Stuttgarter GC: Top sport and nature conservation in harmony

It’s a question of self-image: “We want future generations to be able to play golf in a well-kept landscape,” says the President of Stuttgart’s GC Solitude, Markus Ostrop . Anyone in Germany who is talking about a successful combination of top-class sport and nature conservation cannot ignore the facility in Mönsheim. Squad players and young professionals are on site every day on the 18-hole course – but we play and train on fairways and greens, which have managed without pesticides for years.

Compatibility of play ability and nature conservation

“The change in mood here came in the mid-1980s,” ex-greenkeeper Hubert Kleiner remembers the beginnings: “We wanted a landscaped golf course that was in harmony with nature.” Balancing playability and conservation has since become a constant challenge. “You really have to create awareness among the members,” summarizes Kleiner.

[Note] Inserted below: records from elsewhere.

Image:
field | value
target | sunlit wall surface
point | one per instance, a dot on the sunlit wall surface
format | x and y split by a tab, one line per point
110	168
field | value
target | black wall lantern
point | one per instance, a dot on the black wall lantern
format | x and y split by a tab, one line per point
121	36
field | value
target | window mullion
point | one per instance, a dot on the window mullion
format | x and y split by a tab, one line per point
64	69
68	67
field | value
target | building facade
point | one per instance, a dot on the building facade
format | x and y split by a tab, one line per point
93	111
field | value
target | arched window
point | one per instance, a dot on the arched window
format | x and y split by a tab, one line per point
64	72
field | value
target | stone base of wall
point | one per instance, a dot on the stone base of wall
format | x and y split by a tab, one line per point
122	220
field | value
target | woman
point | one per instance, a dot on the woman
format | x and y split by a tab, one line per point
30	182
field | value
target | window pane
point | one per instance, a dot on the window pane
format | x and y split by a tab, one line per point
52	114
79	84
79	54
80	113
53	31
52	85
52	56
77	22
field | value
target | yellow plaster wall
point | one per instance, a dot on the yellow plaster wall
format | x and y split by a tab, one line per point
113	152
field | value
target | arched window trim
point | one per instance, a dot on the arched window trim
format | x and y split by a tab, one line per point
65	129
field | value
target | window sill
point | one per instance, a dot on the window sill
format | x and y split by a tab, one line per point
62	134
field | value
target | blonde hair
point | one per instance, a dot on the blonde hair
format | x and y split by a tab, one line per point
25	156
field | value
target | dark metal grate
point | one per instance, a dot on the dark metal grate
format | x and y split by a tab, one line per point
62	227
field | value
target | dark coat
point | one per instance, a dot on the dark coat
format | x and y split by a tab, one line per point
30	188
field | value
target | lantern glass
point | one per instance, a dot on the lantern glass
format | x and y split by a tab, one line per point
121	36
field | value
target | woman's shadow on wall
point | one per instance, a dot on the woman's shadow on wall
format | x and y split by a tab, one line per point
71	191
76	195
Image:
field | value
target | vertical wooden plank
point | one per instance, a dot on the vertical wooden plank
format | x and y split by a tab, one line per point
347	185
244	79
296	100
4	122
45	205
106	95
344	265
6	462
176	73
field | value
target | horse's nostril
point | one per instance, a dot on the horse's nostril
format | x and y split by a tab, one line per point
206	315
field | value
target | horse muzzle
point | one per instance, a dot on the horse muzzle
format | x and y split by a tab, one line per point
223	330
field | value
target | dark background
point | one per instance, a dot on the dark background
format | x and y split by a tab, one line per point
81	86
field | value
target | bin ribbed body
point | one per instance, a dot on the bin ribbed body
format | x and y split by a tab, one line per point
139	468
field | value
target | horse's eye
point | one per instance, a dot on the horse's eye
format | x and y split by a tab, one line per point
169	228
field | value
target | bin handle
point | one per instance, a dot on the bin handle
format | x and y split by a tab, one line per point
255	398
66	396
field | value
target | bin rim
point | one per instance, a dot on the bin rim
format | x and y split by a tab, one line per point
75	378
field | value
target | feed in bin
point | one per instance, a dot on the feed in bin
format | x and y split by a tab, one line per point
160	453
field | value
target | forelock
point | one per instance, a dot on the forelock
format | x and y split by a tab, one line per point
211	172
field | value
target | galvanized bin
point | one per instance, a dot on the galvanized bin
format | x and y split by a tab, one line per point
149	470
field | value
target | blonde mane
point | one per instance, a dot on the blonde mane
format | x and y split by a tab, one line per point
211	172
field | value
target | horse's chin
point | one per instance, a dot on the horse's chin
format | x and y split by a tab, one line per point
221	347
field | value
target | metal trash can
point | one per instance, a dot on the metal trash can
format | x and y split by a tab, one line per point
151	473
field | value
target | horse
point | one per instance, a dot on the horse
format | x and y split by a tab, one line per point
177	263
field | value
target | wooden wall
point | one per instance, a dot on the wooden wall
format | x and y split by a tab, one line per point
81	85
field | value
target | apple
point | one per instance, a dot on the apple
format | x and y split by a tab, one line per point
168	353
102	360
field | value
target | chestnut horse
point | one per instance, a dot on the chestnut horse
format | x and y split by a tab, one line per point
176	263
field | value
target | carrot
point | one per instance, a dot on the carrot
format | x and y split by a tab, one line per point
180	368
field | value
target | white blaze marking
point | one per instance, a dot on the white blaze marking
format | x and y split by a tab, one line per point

“For us, it’s all about strengthening the plant”

The aim is top quality. If you are looking for the natural way, you need a good amount of perseverance and interest in the plant: “For us it’s about strengthening the plant,” explains Marcel Heide, who took over the task of head greenkeeper in March. The idea is logical: only healthy, strong grass can withstand high levels of stress and disease in the long term. Reaching out quickly for pesticides might make some things easier in the long run – in Mönsheim we have resisted this temptation for a long time. In view of the fact that fewer and fewer pesticides are approved, a knowledge advantage has also been built up in this way.

55 hectares of biodiversity

In the meantime, the local golfers have also internalized the various measures. For Gunther Hardt, who is promoting the subject Golf & Nature in Stuttgart GC Solitude, the 55-hectare area is a place that offers enormous potential when it comes to promoting biodiversity: deadwood areas, flower strips, hedges, Bruckwald, wetland biotopes, and, and, and… The list of projects is complete long, it is supplemented every year with one or the other detail. Many of the measures, especially the development of high-quality meadow areas, take years to really mature.

“Disorder means biodiversity”

Hardt is a person who can get excited and enthusiastic. When he sees a wild bee at the pond on lane 9, he is thrilled. When he takes a look at the swamp forest, where the vegetation develops without human intervention, he comes to life. And yet he knows: The golfer must be informed, must be taken along on the way to more biodiversity on the golf course. “Clutter means biodiversity,” he explains to a couple who is passing by and points to the stinging nettle bushes along the way. One or the other player would have liked to shave them off first. The situation changes when Hardt talks about the 40 species of butterflies that this plant attracts.

In the meantime, the facility has been recertified several times in the “Golf & Nature” program of the German Golf Association, and it is already taking part in the “Golf Course Habitat” project of the Baden-Württemberg Golf Association. The DGV innovation prize “Golf and Environment ” was won with score cards made from grass paper. The best connections are maintained with the local NABU. The groundwork of the last decade is now having an effect.

Nature and top-class sport are compatible – this motto has developed into a successful project at the Stuttgarter GC Solitude.